After 10 years my father is free! pic.twitter.com/ZF2GePvHGu

— Terad Raif Badawi (@raif_badawi) March 11, 2022

The winner of the Reporters Without Borders prize for press freedom, who is now 38 years old, was arrested and detained in Saudi Arabia in 2012 on charges of “insulting Islam”, and at the end of 2014 was sentenced to 10 years in prison as well as 50 lashes a week for 20 weeks.

His first flogging in Jeddah square in Saudi Arabia in 2015 shocked the world, and was described by the United Nations as “cruel and inhuman”. After the outcry, he was not lashed again.

“Raif Badawi, human rights defender in Saudi Arabia, has finally been released!” Amnesty International tweeted.

“Thousands of you have mobilized alongside us in the defense of Raif Badawi for 10 years. A big thank you to all of you for your tireless support.”

Colette Lelievre, a Montreal-based campaign organizer with Amnesty, said his release was “a great relief”.

“Ensaf was at a loss for words because it was so sudden.
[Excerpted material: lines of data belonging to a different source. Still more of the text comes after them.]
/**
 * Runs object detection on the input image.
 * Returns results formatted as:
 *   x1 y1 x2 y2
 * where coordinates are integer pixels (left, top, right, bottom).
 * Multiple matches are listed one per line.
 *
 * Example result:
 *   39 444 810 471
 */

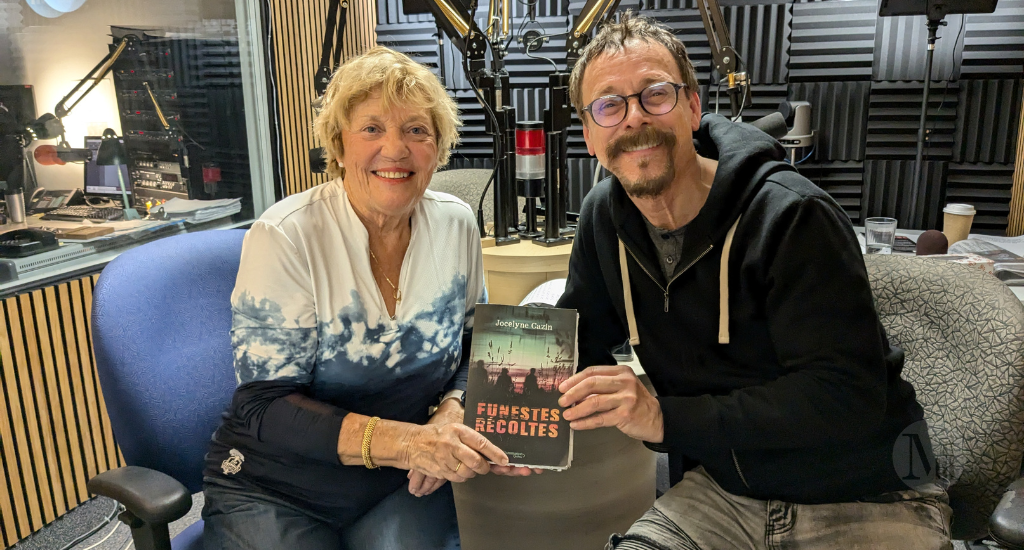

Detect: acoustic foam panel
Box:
943 164 1014 235
866 82 958 161
871 11 967 82
797 162 864 225
790 0 878 82
860 160 948 229
953 79 1022 164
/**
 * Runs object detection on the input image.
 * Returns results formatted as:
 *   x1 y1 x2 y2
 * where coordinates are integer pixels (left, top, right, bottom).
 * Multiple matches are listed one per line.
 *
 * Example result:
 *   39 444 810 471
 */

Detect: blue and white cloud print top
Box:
231 179 485 419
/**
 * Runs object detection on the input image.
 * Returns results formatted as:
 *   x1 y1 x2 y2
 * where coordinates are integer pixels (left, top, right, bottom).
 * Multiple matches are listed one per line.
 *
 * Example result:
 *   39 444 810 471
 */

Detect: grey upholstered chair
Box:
864 255 1024 548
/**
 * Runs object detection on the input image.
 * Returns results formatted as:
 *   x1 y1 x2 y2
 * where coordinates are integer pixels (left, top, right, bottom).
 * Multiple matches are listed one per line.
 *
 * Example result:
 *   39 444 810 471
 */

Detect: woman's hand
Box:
406 399 509 483
406 399 465 497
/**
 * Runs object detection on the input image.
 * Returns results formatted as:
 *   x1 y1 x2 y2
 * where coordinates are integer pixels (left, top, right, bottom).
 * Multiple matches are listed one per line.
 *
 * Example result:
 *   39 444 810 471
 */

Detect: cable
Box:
60 501 121 550
462 48 505 236
732 53 751 122
81 523 122 550
476 163 498 237
794 143 817 166
925 13 967 158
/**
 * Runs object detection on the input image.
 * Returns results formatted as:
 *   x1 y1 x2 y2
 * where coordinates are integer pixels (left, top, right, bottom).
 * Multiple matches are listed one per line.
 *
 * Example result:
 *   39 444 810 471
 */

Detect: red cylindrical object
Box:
203 166 220 183
515 121 547 180
515 121 546 155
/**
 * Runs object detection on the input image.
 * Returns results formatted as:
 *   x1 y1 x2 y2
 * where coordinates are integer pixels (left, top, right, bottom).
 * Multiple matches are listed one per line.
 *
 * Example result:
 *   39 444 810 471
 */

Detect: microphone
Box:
750 113 790 139
32 145 92 166
916 229 949 256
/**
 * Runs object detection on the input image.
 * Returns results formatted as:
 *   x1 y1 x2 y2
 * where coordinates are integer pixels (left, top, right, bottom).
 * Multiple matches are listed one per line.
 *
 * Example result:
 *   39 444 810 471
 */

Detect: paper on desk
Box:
968 234 1024 256
519 279 565 307
158 199 242 216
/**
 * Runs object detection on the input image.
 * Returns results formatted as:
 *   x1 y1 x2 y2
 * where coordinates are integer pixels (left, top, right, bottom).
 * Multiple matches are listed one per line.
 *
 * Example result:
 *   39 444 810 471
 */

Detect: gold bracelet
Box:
362 416 380 470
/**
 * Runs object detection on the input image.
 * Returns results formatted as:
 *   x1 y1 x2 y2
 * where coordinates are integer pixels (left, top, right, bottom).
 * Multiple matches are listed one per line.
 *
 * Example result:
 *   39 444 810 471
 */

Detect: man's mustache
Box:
607 126 676 160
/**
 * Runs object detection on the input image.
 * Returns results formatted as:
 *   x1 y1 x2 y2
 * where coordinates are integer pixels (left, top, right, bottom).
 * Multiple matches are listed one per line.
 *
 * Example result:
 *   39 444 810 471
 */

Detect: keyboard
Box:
42 205 124 221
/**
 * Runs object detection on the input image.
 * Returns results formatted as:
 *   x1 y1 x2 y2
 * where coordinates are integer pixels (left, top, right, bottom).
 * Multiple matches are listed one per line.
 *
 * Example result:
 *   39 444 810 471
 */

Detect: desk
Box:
0 210 249 544
0 215 241 298
853 226 1024 302
483 241 572 305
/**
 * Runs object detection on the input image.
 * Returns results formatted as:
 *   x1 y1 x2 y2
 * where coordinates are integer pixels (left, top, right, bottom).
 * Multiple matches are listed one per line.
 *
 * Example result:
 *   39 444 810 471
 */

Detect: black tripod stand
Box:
879 0 998 224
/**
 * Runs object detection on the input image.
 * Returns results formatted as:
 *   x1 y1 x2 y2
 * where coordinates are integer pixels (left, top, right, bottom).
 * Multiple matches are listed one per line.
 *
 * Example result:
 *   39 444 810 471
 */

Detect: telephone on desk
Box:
0 227 60 258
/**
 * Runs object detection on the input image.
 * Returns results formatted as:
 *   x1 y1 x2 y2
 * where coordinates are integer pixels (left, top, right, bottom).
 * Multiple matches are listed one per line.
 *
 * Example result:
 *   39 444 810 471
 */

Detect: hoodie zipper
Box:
623 243 715 313
729 449 751 489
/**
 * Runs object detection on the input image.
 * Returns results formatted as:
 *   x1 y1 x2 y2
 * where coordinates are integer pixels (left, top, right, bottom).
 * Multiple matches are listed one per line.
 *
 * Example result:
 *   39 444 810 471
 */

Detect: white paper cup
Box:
942 204 976 246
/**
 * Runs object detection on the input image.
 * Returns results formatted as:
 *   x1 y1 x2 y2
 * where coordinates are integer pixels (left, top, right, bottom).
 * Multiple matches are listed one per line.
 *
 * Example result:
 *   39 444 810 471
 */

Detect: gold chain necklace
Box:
367 247 401 305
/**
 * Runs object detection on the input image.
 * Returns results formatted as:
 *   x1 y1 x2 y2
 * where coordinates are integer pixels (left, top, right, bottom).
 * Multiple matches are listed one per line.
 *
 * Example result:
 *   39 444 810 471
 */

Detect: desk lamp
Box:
96 128 139 219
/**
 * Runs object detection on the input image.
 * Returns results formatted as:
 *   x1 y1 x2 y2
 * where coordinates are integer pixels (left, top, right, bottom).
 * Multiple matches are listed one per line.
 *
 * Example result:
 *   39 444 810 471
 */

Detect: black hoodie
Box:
558 115 924 504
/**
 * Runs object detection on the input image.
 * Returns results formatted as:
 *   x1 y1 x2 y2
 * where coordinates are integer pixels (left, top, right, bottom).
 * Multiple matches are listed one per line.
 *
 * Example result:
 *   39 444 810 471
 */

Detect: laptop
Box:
42 135 132 221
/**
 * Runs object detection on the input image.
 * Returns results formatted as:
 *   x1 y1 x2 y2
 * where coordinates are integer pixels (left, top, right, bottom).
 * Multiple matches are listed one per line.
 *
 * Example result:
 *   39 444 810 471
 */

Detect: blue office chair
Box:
88 229 246 550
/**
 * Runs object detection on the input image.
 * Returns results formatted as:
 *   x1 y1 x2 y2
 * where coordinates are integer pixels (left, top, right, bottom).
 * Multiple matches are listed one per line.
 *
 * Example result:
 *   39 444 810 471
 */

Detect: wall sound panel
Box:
377 20 440 75
790 0 878 82
953 79 1024 164
0 277 124 546
790 82 871 163
871 15 966 82
267 0 377 196
1007 86 1024 237
945 164 1014 235
720 4 793 84
860 160 948 229
961 0 1024 78
505 15 567 87
700 84 788 122
566 157 607 212
798 162 864 225
453 90 494 158
866 82 958 160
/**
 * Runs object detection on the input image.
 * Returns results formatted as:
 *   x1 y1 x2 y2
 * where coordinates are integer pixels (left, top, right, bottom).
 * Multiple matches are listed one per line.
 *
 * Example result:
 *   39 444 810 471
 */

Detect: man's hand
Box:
558 365 665 443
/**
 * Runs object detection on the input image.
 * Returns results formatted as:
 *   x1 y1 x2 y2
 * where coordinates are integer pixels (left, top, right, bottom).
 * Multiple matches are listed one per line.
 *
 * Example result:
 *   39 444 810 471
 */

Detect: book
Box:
948 236 1024 286
464 304 579 470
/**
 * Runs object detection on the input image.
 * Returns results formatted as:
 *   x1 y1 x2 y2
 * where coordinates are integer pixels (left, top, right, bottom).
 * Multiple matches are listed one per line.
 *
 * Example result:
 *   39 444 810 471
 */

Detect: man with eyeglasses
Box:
558 12 951 550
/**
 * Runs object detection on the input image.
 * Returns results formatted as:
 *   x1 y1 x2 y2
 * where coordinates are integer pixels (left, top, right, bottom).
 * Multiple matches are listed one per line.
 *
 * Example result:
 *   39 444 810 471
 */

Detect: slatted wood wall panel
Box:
270 0 377 196
1007 87 1024 237
0 276 124 546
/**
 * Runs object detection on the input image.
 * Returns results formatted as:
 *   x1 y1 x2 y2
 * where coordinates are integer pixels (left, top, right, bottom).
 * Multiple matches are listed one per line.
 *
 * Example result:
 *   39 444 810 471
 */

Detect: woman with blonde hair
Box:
203 47 526 550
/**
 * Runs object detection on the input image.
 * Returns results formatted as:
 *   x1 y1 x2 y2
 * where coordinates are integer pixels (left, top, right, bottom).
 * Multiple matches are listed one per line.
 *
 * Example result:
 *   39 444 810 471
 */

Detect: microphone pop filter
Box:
32 145 65 166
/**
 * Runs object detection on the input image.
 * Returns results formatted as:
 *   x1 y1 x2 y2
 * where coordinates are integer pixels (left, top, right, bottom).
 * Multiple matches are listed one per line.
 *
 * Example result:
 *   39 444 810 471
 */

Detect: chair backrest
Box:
864 255 1024 540
92 229 246 493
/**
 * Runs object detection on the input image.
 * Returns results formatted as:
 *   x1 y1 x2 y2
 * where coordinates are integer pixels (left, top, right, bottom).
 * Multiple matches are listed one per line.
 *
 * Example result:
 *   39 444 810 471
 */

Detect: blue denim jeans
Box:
203 475 461 550
605 467 952 550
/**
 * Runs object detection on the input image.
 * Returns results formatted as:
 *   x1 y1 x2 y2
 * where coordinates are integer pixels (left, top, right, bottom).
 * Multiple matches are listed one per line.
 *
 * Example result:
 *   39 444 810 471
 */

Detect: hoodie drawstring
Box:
718 214 743 344
618 215 742 346
618 239 640 346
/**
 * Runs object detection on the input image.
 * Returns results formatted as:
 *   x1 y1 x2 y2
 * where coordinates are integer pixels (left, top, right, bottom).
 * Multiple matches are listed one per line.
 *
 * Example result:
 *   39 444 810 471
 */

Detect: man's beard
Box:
606 126 676 199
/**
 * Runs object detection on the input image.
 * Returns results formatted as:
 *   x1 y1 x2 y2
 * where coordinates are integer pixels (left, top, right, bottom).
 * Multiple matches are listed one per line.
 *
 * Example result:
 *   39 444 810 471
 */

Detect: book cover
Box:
465 304 579 470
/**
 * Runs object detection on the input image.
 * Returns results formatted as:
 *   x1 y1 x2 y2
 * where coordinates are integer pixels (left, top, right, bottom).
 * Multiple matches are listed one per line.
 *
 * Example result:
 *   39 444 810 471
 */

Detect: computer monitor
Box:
0 84 36 126
85 135 132 199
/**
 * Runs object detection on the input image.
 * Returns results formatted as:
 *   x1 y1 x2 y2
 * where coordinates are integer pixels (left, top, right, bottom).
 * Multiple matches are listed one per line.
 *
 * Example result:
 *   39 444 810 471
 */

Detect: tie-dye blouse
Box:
206 179 485 525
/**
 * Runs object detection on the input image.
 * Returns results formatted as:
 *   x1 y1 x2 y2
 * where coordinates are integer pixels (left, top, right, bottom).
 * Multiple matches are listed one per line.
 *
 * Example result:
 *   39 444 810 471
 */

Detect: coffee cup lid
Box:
942 204 975 216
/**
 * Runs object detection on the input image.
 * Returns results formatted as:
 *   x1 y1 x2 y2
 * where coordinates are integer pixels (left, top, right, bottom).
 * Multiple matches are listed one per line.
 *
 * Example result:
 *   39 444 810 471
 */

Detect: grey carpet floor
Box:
10 493 203 550
10 487 983 550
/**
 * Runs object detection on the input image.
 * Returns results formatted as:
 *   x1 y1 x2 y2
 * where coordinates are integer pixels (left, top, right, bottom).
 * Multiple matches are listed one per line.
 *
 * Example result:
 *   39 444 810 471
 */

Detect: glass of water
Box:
864 218 896 254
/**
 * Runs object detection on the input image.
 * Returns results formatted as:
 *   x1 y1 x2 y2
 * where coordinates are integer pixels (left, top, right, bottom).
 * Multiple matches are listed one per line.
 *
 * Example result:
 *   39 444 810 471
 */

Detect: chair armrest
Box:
86 466 191 525
988 478 1024 550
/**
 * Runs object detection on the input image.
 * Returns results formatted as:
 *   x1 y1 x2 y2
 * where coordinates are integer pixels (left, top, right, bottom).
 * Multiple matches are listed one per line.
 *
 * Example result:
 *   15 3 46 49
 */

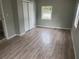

She worked so hard to free her husband that emotions overwhelmed her,” Lelievre said on Friday after speaking with Badawi’s wife.

“This is a big step forward for her,” she added.

Every Friday for almost seven years, Haidar – who fled to Canada after Badawi’s arrest and has since become a Canadian citizen – had held a public vigil for him.

She had told AFP in late February at the 374th vigil in Sherbrooke, Quebec, where she lives that she had been able to maintain contact with her husband, speaking with him “up to three times a week” by telephone.

Quebec has paved the way for Raif Badawi to come to the country if he chooses by placing him on a priority list of possible immigrants for humanitarian reasons.

No details of his release conditions were immediately available.

But Amnesty noted that the Saudi blogger could still face a 10-year ban on all travel outside Saudi Arabia following his release.

The NGO added in an email to AFP that it would “actively work to have any conditions lifted”.

“Finally! I keep thinking about the children who will finally see their father!” the Quebec premier, François Legault, tweeted on Friday.

International NGOs and the United Nations continue to denounce the brutal repression of dissenting voices and the imprisonment of activists in Saudi Arabia, despite the kingdom’s efforts to improve its image by undertaking certain reforms.

Raif Badawi’s sister, Samar Badawi, as well as activist Nassima al-Sadah, released in 2021, remain stranded in the kingdom.

A Sunni Muslim like most Saudis, Raif Badawi studied economics and ran an institute for learning English and computer techniques, according to his wife. He enjoys reading and is known for his writings in support of freedom of expression.

The blogger won the 2014 Reporters Without Borders prize in the net-citizen category.

He was also awarded by the European parliament in 2015 the Sakharov prize for freedom, and in 2015 and 2016, he was among the nominees for the Nobel peace prize.